What recharging looks like
Recharge Day offers our team time to spend alone, run errands, get caught up on housework, rest, have fun, or do something that sparks creativity. Our team has been loving the extra day off and making the most of it. Take a look at some of our Recharge Day highlights!
“Recharge Day means an actual commitment to mental health. It feels so good to not only have your employer believe in you as an employee, but fully care about your well-being. It’s a freeing and empowering feeling.” – Matt Horning, UX Strategist & Developer
“I often find that I make everyone else’s care, except my own, a priority. Recharge day is a day just for me. It’s a day where I can reflect on myself and my needs. By taking care of myself I know I’ll be a better co-worker, friend, and mom. Recharge day helps keep me accountable to refilling my tank. It’s magical. – Valerie Baier, Senior Designer
“An ability to slow down and push pause on life. I love that we have created an environment where we can all focus on what’s important to us. What fills our cup. A no guilt, no pressure day just for me.” – Heather, Co-Founder & CEO
“Recharge Day for me is a bonus day where I get to decide what I want to do. Oftentimes, as a parent, my weekends are filled with kid and family things and I often don’t get to recharge myself. It’s nice to save up my appointments for that day so I’m not stressed having to fit them in during the week/weekends or if I’m really burnt out it’s a time for me to do absolutely nothing without feeling like I should be doing something.” – Molly Lux, Account Manager
“It speaks to the culture and values that permeate throughout everything that is Rock & Bloom. It’s a day to recharge, spend outdoors, with family or friends, accomplishing day–to-day tasks, appointments, etc. It means being more efficient with time and feeling like you are not counting seconds or minutes in the work day.” – Larissa Katsiris, Sales & Marketing Strategist
“Recharge Day is the day I get to recharge my batteries, put aside work and life distractions, and focus on what makes me happy. It’s the day where I can sleep in – guilt-free – and wake up without an alarm clock. It’s the day that reconnects me with myself, my family, and my friends. It’s a day dedicated to doing what I love, not to things that don’t matter.” – Jill Leclerc, Designer
“Recharge Day for me has been a day of slow reflection and a day of gratitude. When it was announced in our monthly share session it made me feel seen and heard. I felt like I worked for a company where it wasn’t just the bottom line that mattered. I, we, as employees, mattered. Our mental, physical and emotional health mattered.” – Mona, Project Coordinator
Creating your own Recharge Day
Interested in implementing your own Recharge Day? Here are a couple of things to consider.
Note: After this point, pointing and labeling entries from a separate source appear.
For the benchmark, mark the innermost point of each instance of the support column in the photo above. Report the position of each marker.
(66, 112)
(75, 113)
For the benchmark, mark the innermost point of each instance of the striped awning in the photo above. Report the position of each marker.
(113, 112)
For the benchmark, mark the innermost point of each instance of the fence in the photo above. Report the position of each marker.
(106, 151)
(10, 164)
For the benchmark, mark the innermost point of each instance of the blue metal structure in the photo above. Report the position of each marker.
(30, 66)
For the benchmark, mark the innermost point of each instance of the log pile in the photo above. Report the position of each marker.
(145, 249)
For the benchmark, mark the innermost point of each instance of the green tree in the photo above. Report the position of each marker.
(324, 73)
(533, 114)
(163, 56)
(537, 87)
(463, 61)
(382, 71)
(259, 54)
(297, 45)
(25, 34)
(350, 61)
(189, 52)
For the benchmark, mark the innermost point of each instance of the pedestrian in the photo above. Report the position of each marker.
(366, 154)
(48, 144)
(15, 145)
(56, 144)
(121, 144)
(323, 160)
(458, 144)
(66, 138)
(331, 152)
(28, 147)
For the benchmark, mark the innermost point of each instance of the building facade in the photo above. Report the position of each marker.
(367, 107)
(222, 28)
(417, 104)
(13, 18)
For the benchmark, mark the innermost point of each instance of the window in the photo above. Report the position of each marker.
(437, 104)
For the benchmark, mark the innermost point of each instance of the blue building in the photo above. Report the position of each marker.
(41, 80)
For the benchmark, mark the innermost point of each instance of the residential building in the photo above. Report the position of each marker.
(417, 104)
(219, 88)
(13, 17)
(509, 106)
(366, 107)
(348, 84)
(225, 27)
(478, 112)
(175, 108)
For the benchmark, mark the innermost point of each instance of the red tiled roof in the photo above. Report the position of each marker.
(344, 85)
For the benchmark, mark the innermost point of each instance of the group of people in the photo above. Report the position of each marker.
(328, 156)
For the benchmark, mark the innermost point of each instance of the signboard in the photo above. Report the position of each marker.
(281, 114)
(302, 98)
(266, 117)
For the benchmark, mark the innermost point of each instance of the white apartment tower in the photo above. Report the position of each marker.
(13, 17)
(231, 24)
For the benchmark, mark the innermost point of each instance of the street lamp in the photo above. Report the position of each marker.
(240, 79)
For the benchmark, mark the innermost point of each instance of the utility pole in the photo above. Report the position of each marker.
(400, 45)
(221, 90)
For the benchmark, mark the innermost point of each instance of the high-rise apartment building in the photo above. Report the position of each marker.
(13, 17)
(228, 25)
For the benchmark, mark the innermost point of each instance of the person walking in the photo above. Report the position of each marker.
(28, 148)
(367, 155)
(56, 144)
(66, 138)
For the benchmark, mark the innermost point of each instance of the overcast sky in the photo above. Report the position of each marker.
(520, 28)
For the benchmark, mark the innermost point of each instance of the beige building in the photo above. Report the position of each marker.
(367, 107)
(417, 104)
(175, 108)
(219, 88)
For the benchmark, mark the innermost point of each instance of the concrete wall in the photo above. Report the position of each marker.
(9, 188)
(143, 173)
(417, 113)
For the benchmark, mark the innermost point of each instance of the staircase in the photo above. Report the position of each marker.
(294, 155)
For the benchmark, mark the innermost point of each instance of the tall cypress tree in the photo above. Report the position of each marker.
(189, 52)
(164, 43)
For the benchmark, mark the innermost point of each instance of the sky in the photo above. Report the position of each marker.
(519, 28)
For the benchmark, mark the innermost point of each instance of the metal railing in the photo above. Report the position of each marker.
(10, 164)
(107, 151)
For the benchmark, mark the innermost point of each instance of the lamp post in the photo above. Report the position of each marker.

With your team, your clients, your customers, your followers and fans. Get the word out loud and clear about what you’re doing and why you’re doing it. Transparency is key to making a big change and will help to ensure the transition is successful.
2. Be Flexible
Connect and check in with your team to get feedback about what’s working and what’s not. The goal is for employees to feel less stressed, so if there is friction it should be identified and addressed right away. Be prepared to shift and pivot as needed to create what works for your team.
3. Work together
This is an opportunity to work together as a team to be as efficient as possible. Remember that you’re not alone. Lean on your team mates, ask for what you need, communicate your concerns, and most importantly, share in each other’s joy as you work to become stronger and more collaborative.
It is said that the greatest asset of any company is its people. So take care of your people, let them recharge, and watch what happens when that goodness trickles back into the work that they do.